On the other hand, these mathematical innovations are only tools, mere instruments to be employed in the search for a much more exciting objective. Risk is about how we make decisions, and only incidentally about the math that we employ to reach those decisions. Knowing how it works is just the beginning. Knowing how to use these tools is the introduction to wisdom. And that is no easy task.

At its roots, risk is about mystery. It focuses on the unknown, for there would be no such thing as risk if everything were known. Pascal himself, the father of probability, touched the heart of the matter in his wager: God is or God is not. "Which way should we incline?" Pascal asks. And then he puts the clincher on the matter when he states: "Reason cannot answer." That is what life is all about: dealing with problems to which there is no certain solution and where any kind of rational decision is often impossible to define.

Today's obsession with risk management focuses too intently on the instruments of the management and measurement of risk. The more we stare at the jumble of equations and models the more we lose sight of the mystery of life. All too often, reason cannot answer. Even the most brilliant of mathematical geniuses will never be able to tell us what the future holds. In the end, what matters is the quality of our decisions in the face of uncertainty.

The theme that I want to emphasize here is the dominance of decision making over the analysis of probability. I am going to explore these matters from three points of view: Pascal's wager as the ideal model for making decisions, the impact of time on decisions, and an exploration into the sources of uncertainty, which lead us to philosophical and moral issues that illuminate the same theme.
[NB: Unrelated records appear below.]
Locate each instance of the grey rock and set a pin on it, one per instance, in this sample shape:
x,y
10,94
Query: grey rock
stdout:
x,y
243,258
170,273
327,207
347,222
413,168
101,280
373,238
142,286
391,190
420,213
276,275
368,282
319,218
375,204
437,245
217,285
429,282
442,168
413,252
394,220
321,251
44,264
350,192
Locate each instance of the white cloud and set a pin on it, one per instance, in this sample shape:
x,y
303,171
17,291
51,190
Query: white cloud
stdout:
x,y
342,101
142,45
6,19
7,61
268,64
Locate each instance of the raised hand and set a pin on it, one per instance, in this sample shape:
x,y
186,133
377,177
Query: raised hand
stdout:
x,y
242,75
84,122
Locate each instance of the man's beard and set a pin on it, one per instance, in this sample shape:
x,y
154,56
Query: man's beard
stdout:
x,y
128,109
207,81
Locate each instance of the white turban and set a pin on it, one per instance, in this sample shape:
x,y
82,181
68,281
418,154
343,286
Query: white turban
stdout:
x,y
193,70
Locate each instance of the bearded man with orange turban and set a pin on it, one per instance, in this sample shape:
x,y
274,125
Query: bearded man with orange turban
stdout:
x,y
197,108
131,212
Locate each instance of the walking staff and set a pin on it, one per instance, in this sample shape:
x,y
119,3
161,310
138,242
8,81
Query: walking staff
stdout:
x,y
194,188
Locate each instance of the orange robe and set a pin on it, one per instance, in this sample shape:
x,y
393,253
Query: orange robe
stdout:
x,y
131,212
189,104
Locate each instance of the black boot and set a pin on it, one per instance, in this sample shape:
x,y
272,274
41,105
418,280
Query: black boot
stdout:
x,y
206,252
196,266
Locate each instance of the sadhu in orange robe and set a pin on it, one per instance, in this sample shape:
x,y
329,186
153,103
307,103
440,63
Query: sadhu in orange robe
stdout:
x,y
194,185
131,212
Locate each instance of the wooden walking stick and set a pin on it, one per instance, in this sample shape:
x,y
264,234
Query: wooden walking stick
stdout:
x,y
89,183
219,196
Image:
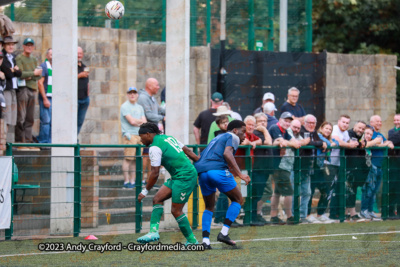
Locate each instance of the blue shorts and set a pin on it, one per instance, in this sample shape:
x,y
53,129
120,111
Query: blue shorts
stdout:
x,y
209,181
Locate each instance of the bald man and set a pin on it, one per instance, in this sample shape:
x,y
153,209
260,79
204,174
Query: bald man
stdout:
x,y
83,89
153,112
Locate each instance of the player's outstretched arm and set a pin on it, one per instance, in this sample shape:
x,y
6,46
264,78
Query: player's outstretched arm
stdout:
x,y
228,155
190,154
154,173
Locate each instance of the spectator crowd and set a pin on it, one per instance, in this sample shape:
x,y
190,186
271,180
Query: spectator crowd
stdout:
x,y
319,161
23,81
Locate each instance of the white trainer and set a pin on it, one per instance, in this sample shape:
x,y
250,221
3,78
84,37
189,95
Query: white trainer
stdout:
x,y
325,219
312,219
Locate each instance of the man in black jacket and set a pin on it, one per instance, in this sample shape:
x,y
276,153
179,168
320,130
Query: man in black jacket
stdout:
x,y
394,174
307,187
357,169
11,71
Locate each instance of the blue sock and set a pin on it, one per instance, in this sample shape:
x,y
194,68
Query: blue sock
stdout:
x,y
206,221
232,213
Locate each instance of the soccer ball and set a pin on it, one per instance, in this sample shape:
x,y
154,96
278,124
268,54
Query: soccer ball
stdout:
x,y
114,10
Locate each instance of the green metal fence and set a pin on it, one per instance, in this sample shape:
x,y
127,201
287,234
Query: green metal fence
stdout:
x,y
247,21
195,213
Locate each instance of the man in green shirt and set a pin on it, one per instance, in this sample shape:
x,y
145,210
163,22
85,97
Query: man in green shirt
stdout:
x,y
170,153
26,93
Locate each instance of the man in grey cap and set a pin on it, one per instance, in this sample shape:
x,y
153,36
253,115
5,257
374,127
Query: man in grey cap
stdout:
x,y
281,177
27,92
11,71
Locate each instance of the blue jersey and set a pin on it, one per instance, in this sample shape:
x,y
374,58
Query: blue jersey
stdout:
x,y
212,158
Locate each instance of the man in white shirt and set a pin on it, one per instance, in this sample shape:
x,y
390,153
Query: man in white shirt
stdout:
x,y
341,135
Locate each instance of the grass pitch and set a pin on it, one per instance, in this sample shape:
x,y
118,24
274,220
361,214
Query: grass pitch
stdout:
x,y
360,244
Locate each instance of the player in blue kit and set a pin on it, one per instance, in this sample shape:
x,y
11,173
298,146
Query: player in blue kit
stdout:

The purpose of Pascal's examination of the question of whether God exists was to reveal the dominating importance of decision making. Pascal differentiates between decision and belief. You cannot wake up one morning and decide, "Today I will believe in God," or "Today I will decide not to believe in God." You believe or you do not believe--that is in your gut, not your head. How you behave in life, however, is a decision that you can make. You can act as though God is or act as though God is not, no matter how you believe.

The issue is what happens if your choice is wrong. Suppose you act as though God is and lead a life of virtue and abstinence when in fact there is no God. You will have passed up some pleasant goodies in life, but there will be rewards as well. On the other hand, suppose you act as though God is not and lead a licentious and hedonistic life when in fact God is. You may have had lots of fun during the relatively brief duration of your lifetime, but you will spend eternity in Hell. If you care about consequences, you must decide to act as though God is, whether you believe it or not. By the time we find out whether God is or God is not, it will be too late. The risk of deciding that God is not has consequences that are intolerable.

Even when we know the probabilities of an outcome, that knowledge is insufficient. Try reassuring a nervous flier by reciting the tiny probability of an airplane crash. Or try to use the laws of probability to dissuade a gambler from betting all his chips on double-zero. The expected utility of an outcome seldom equals the mathematical expectation of that outcome.